I read some advice about how to lead after being assigned or awarded a team. The advice was all about being nice and respectful and mature, and hardworking, brave, clean, loyal, reverent, and… all good, I guess.
But people who are assigned or awarded a team aren’t leaders. They are people who have been assigned or awarded a team.
Try this: The job of a leader is to earn followers. Leadership is the actions that earn followers.
I see a lot of people floating over a team trying to outperform team members. That usually leads to an Emily Litella moment, when they realize they maybe didn’t fully grasp what good is.
Other LTG’s create new mission and vision for their group. “At last, we can do it MY way!” Mission and vision come from listening to customers. Winning is harder when you lack real customers.
Best practices are blatantly obvious or they are not best practices.
Leading is not competing with your team. Leading is not changing the rules unilaterally. Leading is taking actions every day that benefit the led, make them more productive, secure, and knowledgeable.
That’s a tough model, because usually the easy stuff was done a long time ago.
The path is constantly learning better what needs to be done, what is changing, and how to get better results easier. By the end of the first week, that gets hard.
On the other hand, of course that’s hard! If it was easy they would have given it to somebody else!
Sales Lab Handouts – You’re giving this away?
Awesome post! It is my opinion that the earning of followership or leading is a continous process and not something you do during the first months of the new assignment, which I believe you were trying to say.
Like you, I say leadership is forever. However, it gets hard afer you’ve done all that came easy when you got there.
Do you watch Frank Selleck in Blue Bloods? That’s a series about leadership.
Excellent observations about wrongheaded approaches some individuals adopt.

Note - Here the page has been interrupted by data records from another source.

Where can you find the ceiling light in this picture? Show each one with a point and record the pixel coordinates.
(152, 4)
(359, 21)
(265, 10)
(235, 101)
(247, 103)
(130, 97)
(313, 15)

Being a shirtsleeves leaders does NOT mean out-working and out-shining the rest of the team. It is working side by side with team members and refining the plans under field conditions.
Not all leaders are appointed, many great leaders gain authority from doing the right things at the right time – people follow leaders due to confidence not proclamation.
Leaders must earn followers – there’s no administrative shortcut in doing so.